ベルはとても綺麗好きでして、お風呂が大好きです。
時間さえあればお風呂に入って体を洗う……まではいいのですが、体を拭くという行為をあまりしたことがないらしく、お風呂から上がりますとブルブルブルっと体を左右に激しく振って、体に着いている水分を飛ばします。
そのため、何度か脱衣所が水浸しになってしまった次第でございます。
ですので、今は必ず私が一緒にお風呂に入ることにしております。
ベルは、私が一緒だととても喜んでくれます。
「さーちゃん大好きにゃ」
ゴロゴロ喉をならしながらそう言ってくれるベル。
さわこだからさーちゃんのようですね。
今ではもうその呼び方がすっかり定着している次第でございます。
ベルは、お風呂の中でも私にべったりです。
人の姿の際の見た目で判断いたしますと、おそらく10才前後といったところでございます。
まだ、甘えん坊でもおかしくない年頃ですものね。
ベルに聞いたところによりますと、家を破壊されて家族が散り散りになってしまったのは半年以上前のことなんだそうです。
その間、ずっと森の中で一人で暮らしていたベル。
……想像しただけで胸が締め付けられる思いでございます。
そのことを思い出す度に、思わずお風呂の中でベルのことを抱きしめながらその頭を撫でてしまうことがよくあるのですが、ベルはそうしてあげますと、嬉しそうに微笑んでくれます。
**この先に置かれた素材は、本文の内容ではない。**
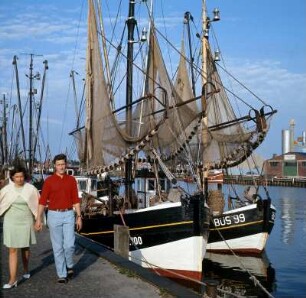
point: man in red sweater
(60, 193)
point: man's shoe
(70, 272)
(62, 280)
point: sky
(262, 42)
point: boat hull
(169, 238)
(243, 230)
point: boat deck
(98, 273)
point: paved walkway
(99, 273)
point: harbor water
(281, 270)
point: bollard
(121, 240)
(211, 288)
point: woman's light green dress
(18, 224)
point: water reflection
(236, 274)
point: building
(291, 164)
お風呂あがりにすぐ体を拭いてあげようとしても、そのまま脱衣所に行ってしまうとすぐに体をブルブルブルっと震わせて、脱衣所を水浸しにしてしまうベルでございます。
どうも、これは牙猫族の習性とでもいいますか……そのため、簡単には直りそうにありません。
ですので、浴室で思う存分身震いをしてから脱衣所に移動してもらうようにしております。
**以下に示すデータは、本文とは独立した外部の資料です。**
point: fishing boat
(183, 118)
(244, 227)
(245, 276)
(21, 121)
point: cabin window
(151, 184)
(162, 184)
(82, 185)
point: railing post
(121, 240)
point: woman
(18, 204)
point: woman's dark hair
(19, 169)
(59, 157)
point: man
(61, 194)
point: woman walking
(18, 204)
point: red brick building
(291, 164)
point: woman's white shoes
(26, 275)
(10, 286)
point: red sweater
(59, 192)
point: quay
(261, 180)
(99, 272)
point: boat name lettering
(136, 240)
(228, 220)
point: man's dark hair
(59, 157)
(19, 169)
身震いで体を乾かすことに慣れているだけありまして、この方法を試して見たところベルは浴室での身震いだけですっかり体中の水気を取り去ってしまうんです。
おかげで、脱衣所では体を軽く拭くだけですむのでございます。
ただ……お風呂上がりのベルは、1つ困った行動をするのでございます。
はい……一緒に入っていた私が体を拭いておりますと、私の体をくんくん匂いながら自らの体をすり寄せてくるのでございます。
お風呂で洗い流されてしまった自分の匂いを私に擦り付けている……どうもそんな感じです。
確か、猫も自分のお気に入りの物に自分の匂いを擦り付けることで所有権を主張する、といったことを聞いた事がございます。
ひょっとしたら、ベルも私に自分の匂いを擦り付けることで、無意識のうちに所有権を所有しているのかもしれませんね。
ただ、最後に必ず、
「さーちゃん、大好き」
満面の笑顔でそう言いながら、私の顔をペロペロなめてくるのでございます。
気持ちは嬉しいのですが……その際のベルは少々激しいと申しますか、一心不乱になめ回しつつ私を押し倒さんばかりの勢いで押してくるものですから、支えるのが大変でございます。
「ちょ、ちょっとベル、せめて服を着るまでまっうぷぷ……」
そう言いながら、必死に踏ん張っている私なのですが、時折押し倒されてしまうこともしばしばでございます。
そういう時に限って……ベルのじゃれが終わって脱衣所を出ますと、そこにエミリアの姿があるんですよね……
「エミリア? どうかしたのですか?」
そう、私がお聞きいたしましても、エミリアは
「……至福ねさわこ。パーフェクトだわ」
そう言いながら、私の肩を何度も叩いてくる次第でございまして……そういうときに限って、エミリアは少々上気した表情をしていることが常でございました。
◇◇
幸い、ベルは私達と同じ物を食べることが出来ました。
そのおかげで、食事を準備するのには困っておりません。
猫系の種族だけありまして、焼き魚が大好物なベル。
そんなベルのために、毎食焼き魚を出してあげております。
夜のお店では、猫の姿で店内をウロウロするベル。
基本的には、私の足下をウロウロするのが大好きなのですが、時折、店の隅などで丸くなって一休みすることがしばしばございました。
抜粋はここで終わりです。